With a combination of chemical labeling and mass spectrometry, a team of researchers from Oxford University and Case Western Reserve University's School of Medicine Center for Proteomics and Bioinformatics took the first high-resolution picture of the open state of a potassium ion channel.
The method, which uses a mass spectrometry-based structural imaging technology, has allowed the researchers to comparatively analyze gating mechanisms crucial to heart and nerve function, as well as achieve new insight into G-protein coupled receptors.
Sayan Gupta, an instructor at Case Western, says this new method could pave the way for a deeper understanding of how pharmaceutical drugs — many of which target GPCRs — can be made more effective. "This is the first time we are able to study the same protein, the same type of channel on the same source, both closed and open, under the same conditions — there are no other studies like this," Gupta says. "Now we are able to identify the regions that are actually functionally important, see how the function is affected and ... by using some assays, focus on those regions that we see will have a direct application for some drug interactions as well as the effect of some ligands which can be used by drugs to control the gating of this potassium channel."
The research team, led by Case Western's Mark Chance, has already published evidence for a recently developed potassium ion channel gating mechanism that holds some promise for the exploration of other membrane proteins and ion channels.

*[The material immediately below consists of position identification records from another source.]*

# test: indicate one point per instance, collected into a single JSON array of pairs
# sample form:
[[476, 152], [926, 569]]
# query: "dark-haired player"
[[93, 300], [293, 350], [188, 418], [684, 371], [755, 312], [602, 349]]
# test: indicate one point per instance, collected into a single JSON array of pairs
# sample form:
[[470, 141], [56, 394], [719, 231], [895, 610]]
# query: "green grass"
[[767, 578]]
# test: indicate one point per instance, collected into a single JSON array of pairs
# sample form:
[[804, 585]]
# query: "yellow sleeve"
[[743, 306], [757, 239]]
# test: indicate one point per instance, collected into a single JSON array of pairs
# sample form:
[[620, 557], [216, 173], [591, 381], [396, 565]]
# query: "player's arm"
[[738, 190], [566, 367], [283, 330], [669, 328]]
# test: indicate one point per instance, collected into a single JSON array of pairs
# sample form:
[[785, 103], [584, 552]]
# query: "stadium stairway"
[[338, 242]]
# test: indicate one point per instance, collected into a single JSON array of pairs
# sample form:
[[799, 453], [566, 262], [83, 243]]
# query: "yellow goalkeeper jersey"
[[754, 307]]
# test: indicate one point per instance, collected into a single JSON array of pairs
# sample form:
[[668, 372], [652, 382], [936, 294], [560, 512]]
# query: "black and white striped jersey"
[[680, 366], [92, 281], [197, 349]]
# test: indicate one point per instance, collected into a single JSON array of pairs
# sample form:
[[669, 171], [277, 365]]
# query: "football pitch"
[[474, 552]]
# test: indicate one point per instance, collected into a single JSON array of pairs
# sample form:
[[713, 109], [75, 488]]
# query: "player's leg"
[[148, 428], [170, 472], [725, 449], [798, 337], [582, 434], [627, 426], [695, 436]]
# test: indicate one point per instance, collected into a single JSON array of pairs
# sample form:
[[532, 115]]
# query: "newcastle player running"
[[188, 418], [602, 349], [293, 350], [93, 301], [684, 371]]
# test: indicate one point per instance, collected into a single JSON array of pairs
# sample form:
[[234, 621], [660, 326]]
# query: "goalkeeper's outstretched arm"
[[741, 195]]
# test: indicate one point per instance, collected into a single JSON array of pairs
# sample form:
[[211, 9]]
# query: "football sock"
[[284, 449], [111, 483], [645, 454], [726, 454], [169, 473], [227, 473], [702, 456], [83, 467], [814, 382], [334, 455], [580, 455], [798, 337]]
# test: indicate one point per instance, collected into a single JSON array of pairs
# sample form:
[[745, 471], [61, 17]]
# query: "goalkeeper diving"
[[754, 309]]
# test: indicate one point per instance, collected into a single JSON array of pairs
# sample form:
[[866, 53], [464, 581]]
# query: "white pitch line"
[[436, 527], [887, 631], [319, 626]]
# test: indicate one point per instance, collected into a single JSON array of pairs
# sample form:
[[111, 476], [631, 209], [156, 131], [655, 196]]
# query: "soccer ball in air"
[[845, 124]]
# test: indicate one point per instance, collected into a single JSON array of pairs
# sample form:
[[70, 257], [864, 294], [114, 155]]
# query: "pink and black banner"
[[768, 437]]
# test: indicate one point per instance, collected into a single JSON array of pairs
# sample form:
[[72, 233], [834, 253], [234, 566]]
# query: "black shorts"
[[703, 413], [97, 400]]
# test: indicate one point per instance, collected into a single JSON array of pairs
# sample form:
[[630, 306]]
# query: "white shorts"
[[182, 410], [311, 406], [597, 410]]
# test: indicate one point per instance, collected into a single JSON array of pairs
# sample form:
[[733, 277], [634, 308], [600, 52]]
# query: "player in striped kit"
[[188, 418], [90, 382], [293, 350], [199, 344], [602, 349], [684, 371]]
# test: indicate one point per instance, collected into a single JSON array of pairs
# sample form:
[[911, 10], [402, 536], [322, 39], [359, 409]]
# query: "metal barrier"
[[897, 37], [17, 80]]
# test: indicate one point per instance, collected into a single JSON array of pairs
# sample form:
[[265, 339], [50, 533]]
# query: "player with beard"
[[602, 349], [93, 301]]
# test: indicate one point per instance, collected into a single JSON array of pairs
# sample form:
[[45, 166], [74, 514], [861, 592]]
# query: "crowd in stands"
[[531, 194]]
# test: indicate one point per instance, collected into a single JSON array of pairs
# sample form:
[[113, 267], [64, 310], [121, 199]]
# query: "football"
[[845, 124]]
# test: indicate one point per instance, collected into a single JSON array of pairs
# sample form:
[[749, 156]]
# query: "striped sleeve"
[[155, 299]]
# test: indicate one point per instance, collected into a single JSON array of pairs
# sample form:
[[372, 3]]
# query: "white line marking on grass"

"We are planning on working on other types of potassium channels — this is just one type, there are several other potassium channels," Gupta says. "We are also focusing on integral membrane proteins, such as transporters, receptors, pores — all of which have been very difficult to study by other high-resolution techniques [like] lithography and NMR."
Gupta and his colleagues have also received a four-year, $1.1 million grant from the National Institute of Biomedical Imaging and Bioengineering to further refine methods of exploring GPCRs using improved mass spec and novel oxygen-18 based water labeling techniques.